Figure 4 shows that the alterations in average particle size, aspect ratio, and particle formation per unit area (density) correspond to the various B₄C additions. The results match well with the microstructure observation in Figure 3, in which with the addition of 2.5 wt% B₄C, the average particle size decreased by 13% from 47 to 41μm, the aspect ratio decreased by 3.7% from 1.34 to 1.29, and the density also decreased by 16% from 135 to 113 particle/mm². With the addition of 5 wt% B₄C to Al-20%Mg₂Si composite, the particles size, aspect ratio, and density of primary Mg₂Si further decreased to 33 μm, 1.27 and 94 particle/mm². However, as observed in Figure 3, with a further addition of B₄C to 10 wt%, the mean size and aspect ratio of primary Mg₂Si increased to 38 µm and 1.28 respectively. Nevertheless, the density decreased to 63 particle/mm² (Figure 4). Therefore, according to the results in Figure 3 and Figure 4, it can be observed that Al-20%Mg₂Si-5%B₄C hybrid composite illustrates the best condition in terms of primary Mg₂Si refinement and B₄C particles distribution.

3.3. Influence of B₄C Addition on Cooling Curves

Figure 5 demonstrates the cooling curve of Al-20%Mg₂Si composite with the first and second derivative curves corresponds to different contents of B₄C. The peaks on the first and second derivative curves represent distinct phase transformations that occurred during solidification. According to the binary phase diagram of Al-20%Mg₂Si, the first phase is the primary Mg₂Si, while the second phase is the formation of eutectic Al-Mg₂Si. It is observed that the addition of B₄C altered the solidification behavior of the Al-20%Mg₂Si composite by changing the solidification temperatures (nucleation temperature (T_N), growth temperature (T_G)) of primary Mg₂Si phase that is correlated with the microstructures of the composites, as observed in Figure 3.
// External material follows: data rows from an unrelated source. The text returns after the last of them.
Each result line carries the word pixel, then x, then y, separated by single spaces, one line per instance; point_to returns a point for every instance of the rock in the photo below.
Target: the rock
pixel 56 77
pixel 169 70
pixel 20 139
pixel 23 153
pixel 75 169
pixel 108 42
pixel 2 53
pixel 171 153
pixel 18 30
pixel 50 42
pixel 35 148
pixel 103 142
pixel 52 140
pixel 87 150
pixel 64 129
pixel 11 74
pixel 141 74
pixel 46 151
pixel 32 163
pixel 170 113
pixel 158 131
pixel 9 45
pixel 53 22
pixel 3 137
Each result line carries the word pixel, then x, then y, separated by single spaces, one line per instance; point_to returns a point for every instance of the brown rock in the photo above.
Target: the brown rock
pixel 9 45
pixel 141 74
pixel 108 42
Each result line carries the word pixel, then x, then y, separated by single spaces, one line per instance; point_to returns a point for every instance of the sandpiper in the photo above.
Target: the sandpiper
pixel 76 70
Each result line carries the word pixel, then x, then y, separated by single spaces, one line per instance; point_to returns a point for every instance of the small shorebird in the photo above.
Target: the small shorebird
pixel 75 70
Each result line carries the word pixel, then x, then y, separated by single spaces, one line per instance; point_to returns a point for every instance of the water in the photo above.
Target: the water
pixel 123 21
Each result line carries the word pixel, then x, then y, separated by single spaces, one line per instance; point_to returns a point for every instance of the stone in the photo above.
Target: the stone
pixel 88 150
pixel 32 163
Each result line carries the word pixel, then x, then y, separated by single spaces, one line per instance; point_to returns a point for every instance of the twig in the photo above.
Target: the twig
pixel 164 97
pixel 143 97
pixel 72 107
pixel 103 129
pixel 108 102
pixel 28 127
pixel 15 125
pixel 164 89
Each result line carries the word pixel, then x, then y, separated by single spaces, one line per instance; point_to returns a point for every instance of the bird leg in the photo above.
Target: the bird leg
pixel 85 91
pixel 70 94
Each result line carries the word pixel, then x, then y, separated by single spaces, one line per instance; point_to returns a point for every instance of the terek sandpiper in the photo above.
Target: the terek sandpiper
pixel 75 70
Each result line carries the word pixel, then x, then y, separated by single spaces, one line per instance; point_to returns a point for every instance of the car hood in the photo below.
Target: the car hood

Figure 6 shows the nucleation temperature (T_N) and growth temperature (T_G) of the primary Mg₂Si phase which correspond to the various additions of B₄C. The plotted graph of T_N has the same pattern as T_G of primary Mg₂Si, representing the same influence of the B₄C on these temperatures. Based on the result, it can be observed that the T_N of primary Mg₂Si decreased when the B₄C addition was introduced from 2.5 to 10 wt%. The same trend of graph is also observed for the T_G of primary Mg₂Si phase. From the temperature of 659.2 °C for base Al-20%Mg₂Si composite, T_N of primary Mg₂Si decreased to 659 °C, 657 °C, and 655.8 °C after the addition of 2.5, 5, and 10 wt% B₄C respectively.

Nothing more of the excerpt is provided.